Hello dear readers,
here's the full interview to Linc from our lovely Monique. Linc is a very well known and respected photographer, who puts a big effort in the 'inworld' construction of the photos. If you want to impress the judges of the SX Magazine Awards, or you just want to learn how to take a great photo, be sure to read this interview carefully
Lincoln Garnet is an Second Life based photographer & designer specializing in exotic and erotic works. A longstanding practitioner of light and shadow work, Mr. Garnet prefers to shoot in world using constructed sets and natural locales as opposed to adding backgrounds post processing.
Unless specially requested, all of the lighting and shadow you see in his work was obtained in world.
Mr. Garnet has had the good fortune to work with many of Second Life's top designers (fashion, furniture, architecture), models, and prominent figures, partnering to create erotic works that are more sensual than sexual. While he has been known to create graphic depictions of sexuality at a client's request, he endeavours to produce works that are tasteful and arousing rather than just explicit and shocking.
Along with his partner, Sydney Bonde, he produces work on behalf of IMPACT PhotoWORX, Impact PoseWORX, and Deep Impact Designs.
The perfect photo is...
Lincoln: ...one that arouses the viewer regardless of the subject matter. The type of photo that stimulates you and forces you to question your limits and preconceived notions.
A successful model is...
Lincoln: ...one that is distinctive and individual. One willing to create a look and an image that is wholly his or her own, rather than simply following the current trend.
A successful photographer is...
Lincoln: ...one with vision. The world is littered with me too practitioners that simply try to emulate a particular style or technique. A successful photographer is immediately recognizable by quality of their work and the unique interpretation he or she brings to a job.
Unedited or heavily post-processed images (or somewhere in between)?
Lincoln: Neither. It is certainly possible to create stunning works of art with no processing, but unfortunately processing has a bad rap. Even the greatest film photographers used processing - they mixed and applied chemicals a variety of ways and they adjusted exposure times, drying methods, and a host of other activities to create works of art. Processing should enhance the image, not be relied on to create it.
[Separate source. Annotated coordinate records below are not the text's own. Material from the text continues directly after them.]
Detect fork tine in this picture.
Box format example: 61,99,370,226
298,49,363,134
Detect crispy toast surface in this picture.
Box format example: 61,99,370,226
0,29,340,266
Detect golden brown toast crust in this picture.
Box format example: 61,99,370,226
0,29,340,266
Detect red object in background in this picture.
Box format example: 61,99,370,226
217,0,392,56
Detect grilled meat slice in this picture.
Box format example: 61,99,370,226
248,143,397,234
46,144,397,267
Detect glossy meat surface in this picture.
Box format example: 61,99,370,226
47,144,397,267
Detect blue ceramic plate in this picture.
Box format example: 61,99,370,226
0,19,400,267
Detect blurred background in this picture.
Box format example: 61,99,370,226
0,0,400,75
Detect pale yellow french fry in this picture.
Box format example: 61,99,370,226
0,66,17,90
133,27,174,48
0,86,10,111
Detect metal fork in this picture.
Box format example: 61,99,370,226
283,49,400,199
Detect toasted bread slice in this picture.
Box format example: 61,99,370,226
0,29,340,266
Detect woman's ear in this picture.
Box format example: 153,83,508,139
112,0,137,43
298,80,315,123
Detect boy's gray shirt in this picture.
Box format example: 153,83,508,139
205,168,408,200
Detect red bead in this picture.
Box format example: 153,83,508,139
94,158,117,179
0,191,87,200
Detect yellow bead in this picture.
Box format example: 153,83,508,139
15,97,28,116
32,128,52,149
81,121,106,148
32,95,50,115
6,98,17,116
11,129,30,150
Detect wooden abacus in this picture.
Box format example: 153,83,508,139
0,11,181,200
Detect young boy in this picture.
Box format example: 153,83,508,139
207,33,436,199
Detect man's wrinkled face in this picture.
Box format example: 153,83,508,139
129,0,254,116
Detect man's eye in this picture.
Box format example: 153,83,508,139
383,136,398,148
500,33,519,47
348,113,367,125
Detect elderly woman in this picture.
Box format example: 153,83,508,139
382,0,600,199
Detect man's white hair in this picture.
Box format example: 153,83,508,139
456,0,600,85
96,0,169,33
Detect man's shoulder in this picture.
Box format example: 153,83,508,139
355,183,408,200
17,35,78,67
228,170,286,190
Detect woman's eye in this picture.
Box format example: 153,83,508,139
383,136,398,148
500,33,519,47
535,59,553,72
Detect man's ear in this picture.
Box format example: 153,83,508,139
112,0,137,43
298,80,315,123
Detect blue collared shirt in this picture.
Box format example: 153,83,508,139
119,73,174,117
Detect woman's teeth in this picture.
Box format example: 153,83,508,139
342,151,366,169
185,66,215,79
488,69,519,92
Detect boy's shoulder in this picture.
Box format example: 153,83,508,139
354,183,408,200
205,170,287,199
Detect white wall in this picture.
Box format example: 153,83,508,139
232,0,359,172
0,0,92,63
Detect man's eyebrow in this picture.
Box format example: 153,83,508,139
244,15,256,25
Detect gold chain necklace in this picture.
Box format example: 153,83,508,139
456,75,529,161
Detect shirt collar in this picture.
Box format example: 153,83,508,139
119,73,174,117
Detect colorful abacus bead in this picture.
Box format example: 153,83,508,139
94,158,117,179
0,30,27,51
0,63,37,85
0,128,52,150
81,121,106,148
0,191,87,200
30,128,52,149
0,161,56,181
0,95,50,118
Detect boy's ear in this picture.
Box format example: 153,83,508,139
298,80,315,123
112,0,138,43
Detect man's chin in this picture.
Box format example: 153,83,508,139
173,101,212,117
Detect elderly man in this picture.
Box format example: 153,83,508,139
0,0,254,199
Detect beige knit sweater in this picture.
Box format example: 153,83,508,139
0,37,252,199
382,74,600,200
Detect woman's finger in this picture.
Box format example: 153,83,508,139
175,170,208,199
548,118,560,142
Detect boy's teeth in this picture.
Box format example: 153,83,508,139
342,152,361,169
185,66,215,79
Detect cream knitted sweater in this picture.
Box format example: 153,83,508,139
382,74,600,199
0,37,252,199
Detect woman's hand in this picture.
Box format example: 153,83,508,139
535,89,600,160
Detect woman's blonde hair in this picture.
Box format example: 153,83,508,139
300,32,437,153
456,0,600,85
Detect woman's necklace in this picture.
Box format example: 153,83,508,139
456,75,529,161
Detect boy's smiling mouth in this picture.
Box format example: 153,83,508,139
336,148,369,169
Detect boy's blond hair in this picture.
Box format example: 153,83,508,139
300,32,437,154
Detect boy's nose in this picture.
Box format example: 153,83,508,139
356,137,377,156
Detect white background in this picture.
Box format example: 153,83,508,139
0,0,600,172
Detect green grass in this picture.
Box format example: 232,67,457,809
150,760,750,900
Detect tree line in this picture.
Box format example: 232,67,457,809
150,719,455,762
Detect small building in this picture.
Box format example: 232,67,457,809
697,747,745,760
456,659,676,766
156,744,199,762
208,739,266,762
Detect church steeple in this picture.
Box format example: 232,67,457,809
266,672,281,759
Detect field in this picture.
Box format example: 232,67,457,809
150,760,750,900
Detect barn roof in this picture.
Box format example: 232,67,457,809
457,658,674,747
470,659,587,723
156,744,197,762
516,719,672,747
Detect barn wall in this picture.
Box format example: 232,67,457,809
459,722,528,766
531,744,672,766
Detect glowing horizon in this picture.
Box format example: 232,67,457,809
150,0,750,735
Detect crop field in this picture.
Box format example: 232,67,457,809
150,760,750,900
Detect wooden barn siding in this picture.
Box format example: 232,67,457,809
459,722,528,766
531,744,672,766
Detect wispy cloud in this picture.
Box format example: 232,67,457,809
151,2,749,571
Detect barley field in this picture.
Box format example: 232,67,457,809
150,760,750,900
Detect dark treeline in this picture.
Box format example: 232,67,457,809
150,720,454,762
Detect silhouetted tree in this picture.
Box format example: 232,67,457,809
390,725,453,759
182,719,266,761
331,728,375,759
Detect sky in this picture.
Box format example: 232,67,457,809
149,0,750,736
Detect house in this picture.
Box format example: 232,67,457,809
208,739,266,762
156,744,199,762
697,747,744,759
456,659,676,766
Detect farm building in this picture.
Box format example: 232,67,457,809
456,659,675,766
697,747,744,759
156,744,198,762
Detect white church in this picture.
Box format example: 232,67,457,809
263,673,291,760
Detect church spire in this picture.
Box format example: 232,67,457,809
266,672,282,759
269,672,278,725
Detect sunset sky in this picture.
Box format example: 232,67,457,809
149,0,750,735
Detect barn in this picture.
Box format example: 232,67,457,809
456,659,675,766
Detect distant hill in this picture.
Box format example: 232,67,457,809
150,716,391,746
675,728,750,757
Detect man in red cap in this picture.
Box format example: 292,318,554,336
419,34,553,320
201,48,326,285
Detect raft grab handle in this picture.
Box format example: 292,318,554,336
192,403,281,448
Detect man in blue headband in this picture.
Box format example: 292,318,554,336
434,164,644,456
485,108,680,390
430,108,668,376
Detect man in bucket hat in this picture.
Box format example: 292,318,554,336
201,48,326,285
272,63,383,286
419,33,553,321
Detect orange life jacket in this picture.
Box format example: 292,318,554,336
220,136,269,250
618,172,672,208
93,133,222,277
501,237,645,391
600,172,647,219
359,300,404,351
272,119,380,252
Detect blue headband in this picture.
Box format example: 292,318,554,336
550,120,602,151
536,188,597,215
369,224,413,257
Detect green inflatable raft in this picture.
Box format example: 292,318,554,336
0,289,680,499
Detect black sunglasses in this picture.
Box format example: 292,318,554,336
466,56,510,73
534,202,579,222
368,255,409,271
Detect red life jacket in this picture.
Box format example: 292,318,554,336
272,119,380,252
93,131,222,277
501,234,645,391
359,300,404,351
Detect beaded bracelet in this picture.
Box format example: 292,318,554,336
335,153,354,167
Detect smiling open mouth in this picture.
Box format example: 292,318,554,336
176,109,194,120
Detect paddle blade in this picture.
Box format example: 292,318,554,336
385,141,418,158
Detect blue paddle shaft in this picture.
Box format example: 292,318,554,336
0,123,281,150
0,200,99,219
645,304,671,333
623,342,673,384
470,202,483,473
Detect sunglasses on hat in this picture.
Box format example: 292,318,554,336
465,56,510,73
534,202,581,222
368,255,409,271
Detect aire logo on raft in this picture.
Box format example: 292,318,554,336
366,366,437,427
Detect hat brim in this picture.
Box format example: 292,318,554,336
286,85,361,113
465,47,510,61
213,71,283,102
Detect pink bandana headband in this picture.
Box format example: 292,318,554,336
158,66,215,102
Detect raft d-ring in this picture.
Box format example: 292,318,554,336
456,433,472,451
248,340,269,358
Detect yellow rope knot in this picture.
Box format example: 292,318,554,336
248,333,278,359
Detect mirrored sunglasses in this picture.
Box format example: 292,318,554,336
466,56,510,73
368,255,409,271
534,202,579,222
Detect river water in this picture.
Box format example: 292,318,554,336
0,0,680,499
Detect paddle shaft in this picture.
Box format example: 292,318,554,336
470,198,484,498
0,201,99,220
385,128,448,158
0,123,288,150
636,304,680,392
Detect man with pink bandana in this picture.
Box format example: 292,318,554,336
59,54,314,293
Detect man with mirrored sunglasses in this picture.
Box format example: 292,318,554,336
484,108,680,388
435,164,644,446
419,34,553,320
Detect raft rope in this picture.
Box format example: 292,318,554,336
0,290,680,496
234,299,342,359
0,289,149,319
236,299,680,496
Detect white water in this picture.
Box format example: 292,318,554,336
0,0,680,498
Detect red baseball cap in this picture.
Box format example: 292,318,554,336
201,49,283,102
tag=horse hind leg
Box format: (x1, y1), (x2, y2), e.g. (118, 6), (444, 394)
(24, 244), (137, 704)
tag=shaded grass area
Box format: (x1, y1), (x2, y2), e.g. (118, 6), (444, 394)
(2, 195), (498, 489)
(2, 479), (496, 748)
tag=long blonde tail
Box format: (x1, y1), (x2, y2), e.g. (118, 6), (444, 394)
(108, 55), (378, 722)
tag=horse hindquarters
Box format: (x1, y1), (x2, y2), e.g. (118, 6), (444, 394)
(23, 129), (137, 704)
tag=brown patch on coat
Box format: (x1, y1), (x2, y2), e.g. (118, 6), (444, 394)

What's the most compelling component of a picture?
Lincoln: No such animal. Every photo has a focus - and can only have one focus - but that focus changes based on the intent. Sometimes it is the lighting; other times its the setting; and yet other times, it is the subject. Composition is simply how you choose to highlight one of those aspects.
What makes you want to work with a model again ?
Lincoln: Attitude. I dislike working with models that believe their own PR, or believe they are bigger than the concept. I like working with models that are down to earth, fun, and want to be part of a vision - not just recreate something that has already been done.
What can a new model benefit most from?
Lincoln: Be adventurous. And be willing not to follow the crowd.
What can a new photographer benefit most from?
Lincoln: Don't know it all. Be willing to take risks. And try to do something first on your own before asking for help or just copying someone else's style. Anybody can be a photographer; it takes skill, luck and a lot of hard work to be an artist.
I love taking photos because...
Lincoln: I get to show people the world that I see. For a long time, I never showed anyone my work because I thought everyone saw the world the way I do - I didn't know my vision was different.
Full in-world scenery or green screen?
Lincoln: Full in-world scenery. Not even a discussion.
Single model or group shots?
Lincoln: Depends on what I am trying to show. Group shots are fun if you are clear what you are trying to show. But without focus, its just a circle jerk. And usually a pretty bad one. Single shots can be powerful with the right lighting and composition - or powerfully boring. At least once a week I look back at something I did and think, "What the hell was I thinking?"